Chinese government officials have announced that companies will adopt International Financial Reporting Standards (IFRS) used by nearly 100 countries, including those in the European Union, according to The Financial Times. Lou Jiwei, Beijing’s vice finance minister, said China would adopt “one basic accounting standard,” according to the report.
The new rules will apply to listed companies beginning January 1, 2007.
Experts assert that the move will help boost credibility in China-based companies and attract more foreign investors, noted the FT. In addition, members of the global accountancy profession say the move would affect other Asian countries, such as South Korea, that are mulling a similar change.

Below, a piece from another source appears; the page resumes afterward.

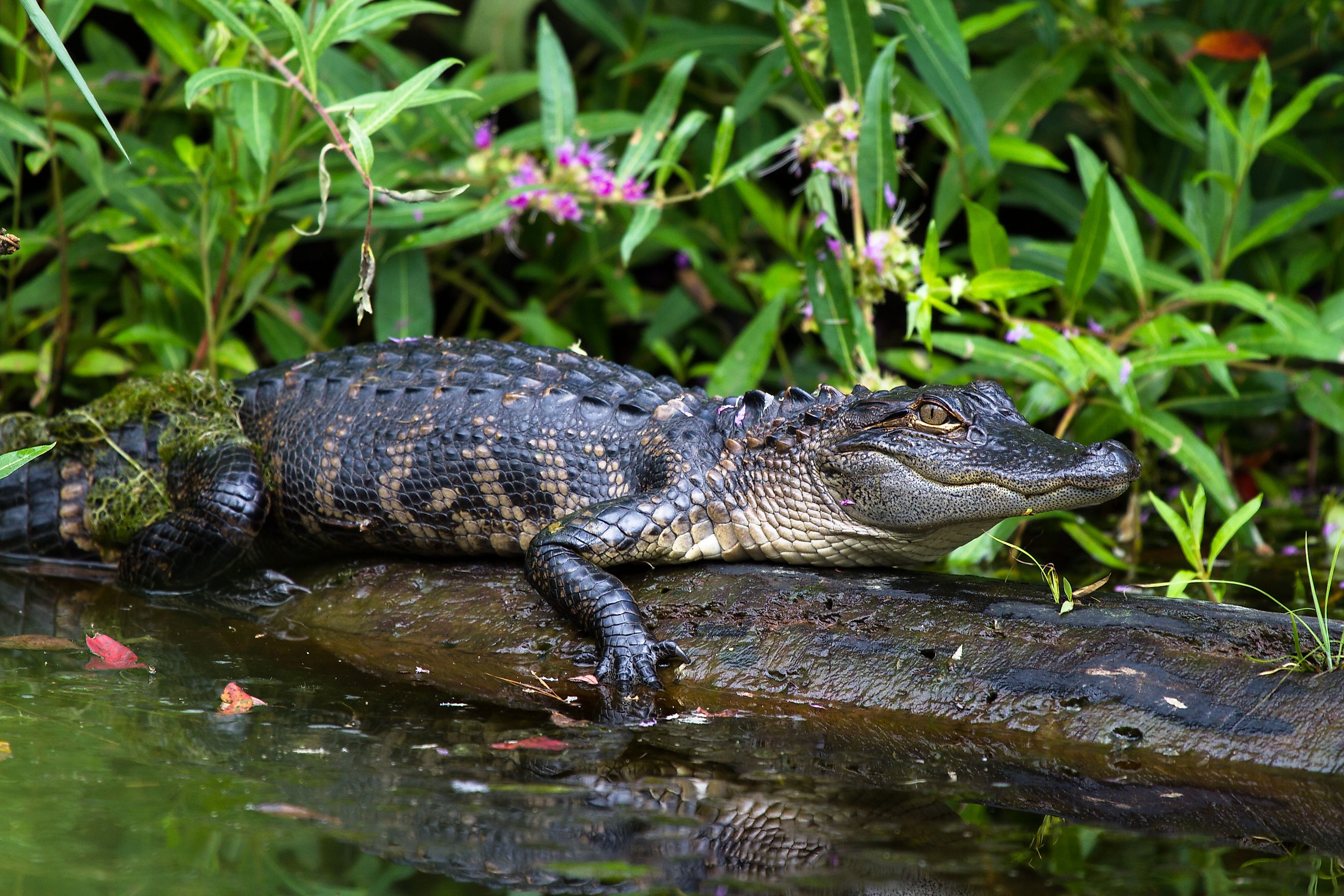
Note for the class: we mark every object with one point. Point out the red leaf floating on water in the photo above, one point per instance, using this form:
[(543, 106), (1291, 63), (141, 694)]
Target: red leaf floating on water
[(1234, 46), (110, 655), (234, 701), (531, 743)]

“There is going to be a chain reaction as a result of this,” David Tweedie, chairman of the International Accounting Standards Board, told the paper. “The decision happened very fast in the end. They are almost there (as far as accounting standards go) and they are determined to get there.”
The FT stressed that China plans to take a principles-based approach to the new accounting rules and then translate them into its own code, the Chinese Accounting Standards System. Lou said the system would embrace “fair-value” accounting principles, which is in sync with international practice, added the paper.
However, the fair-value provision will not be easy to implement, noted the FT, mainly because the government controls the price of certain assets — such as unlisted securities — so there will be trouble finding independent parties to assess the assets.
Some Chinese entities will garner IFRS exceptions. For example, state enterprises will be exempt from the “related-party” disclosure provisions because of the dominance of government enterprises, said the FT. “You can understand why they would do that, because otherwise 95 percent of the economy would be a related party,” a foreign adviser to the Chinese told the paper.
China’s rules will also be different from those of the IFRS when it comes to the “impairment of assets” provisions, which allow companies to write down the value of businesses, physical assets, and goodwill, as well as revalue assets upward if conditions change. The Chinese are said to be uneasy about revaluing assets for fear that it would lead to manipulation of company financials, the report noted. In fact, even U.S. accounting rules prohibit upward revaluations of assets already written down, adds the paper.